Wann kam Ihnen zum ersten Mal die Idee für den Classic Violin Olympus?
Pavel Vernikov: Zum ersten Mal kam mir der Gedanke vor etwa drei Jahren, nachdem ich schon in vielen Jurys von Wettbewerben saß – große, aber auch kleinere Formate. Und ich stellte fest: Es gibt immer wieder dieselben Teilnehmer. Manche spielen alle zwei Monate bei einem Wettbewerb – und oft dasselbe Programm. Sie haben gar keine Zeit, sich als Musiker wirklich zu entwickeln, sich zu vertiefen. Und ich dachte: Das kann nicht alles sein. Da muss sich etwas ändern.

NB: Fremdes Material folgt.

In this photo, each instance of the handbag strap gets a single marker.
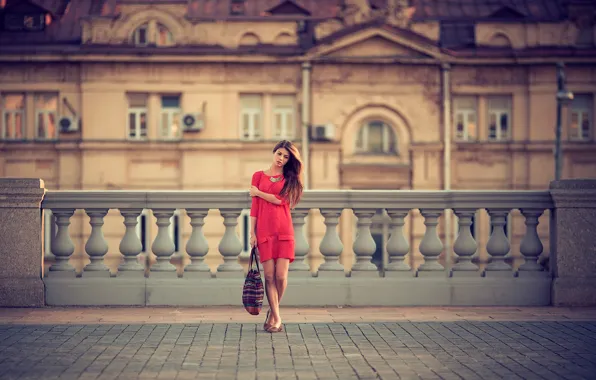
(253, 259)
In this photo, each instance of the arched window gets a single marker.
(164, 36)
(141, 35)
(161, 35)
(376, 137)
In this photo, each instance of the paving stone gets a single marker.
(421, 350)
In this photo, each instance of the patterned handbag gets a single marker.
(252, 293)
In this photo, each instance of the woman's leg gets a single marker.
(281, 282)
(271, 290)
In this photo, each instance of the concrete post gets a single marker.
(573, 258)
(21, 254)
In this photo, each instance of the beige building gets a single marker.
(394, 94)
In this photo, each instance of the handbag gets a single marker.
(253, 291)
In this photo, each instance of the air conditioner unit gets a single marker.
(68, 124)
(325, 132)
(193, 122)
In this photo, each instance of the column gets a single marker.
(96, 246)
(573, 261)
(197, 246)
(465, 246)
(21, 248)
(431, 246)
(397, 245)
(230, 246)
(331, 245)
(364, 245)
(299, 267)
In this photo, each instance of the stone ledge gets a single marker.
(305, 292)
(574, 291)
(21, 292)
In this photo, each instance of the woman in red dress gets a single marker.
(274, 192)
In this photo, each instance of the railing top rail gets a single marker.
(312, 199)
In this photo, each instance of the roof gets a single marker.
(476, 10)
(455, 16)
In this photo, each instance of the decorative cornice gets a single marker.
(574, 193)
(21, 192)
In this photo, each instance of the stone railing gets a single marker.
(463, 282)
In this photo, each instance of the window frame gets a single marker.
(499, 112)
(165, 132)
(136, 35)
(388, 133)
(21, 111)
(137, 111)
(46, 113)
(253, 113)
(579, 110)
(287, 116)
(465, 112)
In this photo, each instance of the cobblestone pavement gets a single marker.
(378, 350)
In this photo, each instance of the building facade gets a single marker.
(392, 94)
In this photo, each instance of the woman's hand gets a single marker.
(254, 191)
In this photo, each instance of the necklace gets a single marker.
(276, 179)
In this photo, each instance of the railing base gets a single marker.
(321, 291)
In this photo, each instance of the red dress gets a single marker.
(275, 231)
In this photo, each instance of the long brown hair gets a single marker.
(293, 185)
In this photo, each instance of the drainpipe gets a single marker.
(445, 70)
(306, 69)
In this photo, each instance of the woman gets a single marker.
(274, 192)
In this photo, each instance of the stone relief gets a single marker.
(490, 76)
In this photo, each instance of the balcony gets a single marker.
(416, 271)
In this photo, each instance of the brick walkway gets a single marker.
(432, 343)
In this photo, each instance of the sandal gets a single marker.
(272, 329)
(266, 325)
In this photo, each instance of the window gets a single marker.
(13, 116)
(580, 126)
(244, 226)
(29, 22)
(465, 119)
(137, 116)
(376, 137)
(46, 108)
(171, 117)
(164, 36)
(250, 116)
(160, 35)
(284, 116)
(499, 117)
(175, 230)
(142, 229)
(140, 36)
(237, 7)
(49, 232)
(457, 34)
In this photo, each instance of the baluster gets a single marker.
(230, 246)
(62, 247)
(397, 245)
(465, 246)
(96, 246)
(331, 245)
(301, 247)
(531, 246)
(430, 246)
(197, 246)
(498, 244)
(364, 245)
(163, 245)
(130, 245)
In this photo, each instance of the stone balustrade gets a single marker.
(458, 280)
(162, 285)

Was hat sich Ihrer Meinung nach grundsätzlich verändert?
Vernikov: Früher gab es nicht so viele Wettbewerbe wie heute. Man kannte Oistrach, es gab große Persönlichkeiten wie Ginette Neveu. Heute wirkt es oft wie ein sportliches System: Jedes Land hat 30, 40 Wettbewerbe, die Programme sind meist identisch, die Jury besteht häufig aus Professoren mit eigenen Schülern. Natürlich ist nicht jeder Wettbewerb gleich, aber insgesamt hat sich eine gewisse Routine eingeschlichen.
Was wollten Sie mit dem Classic Violin Olympus bewusst anders machen?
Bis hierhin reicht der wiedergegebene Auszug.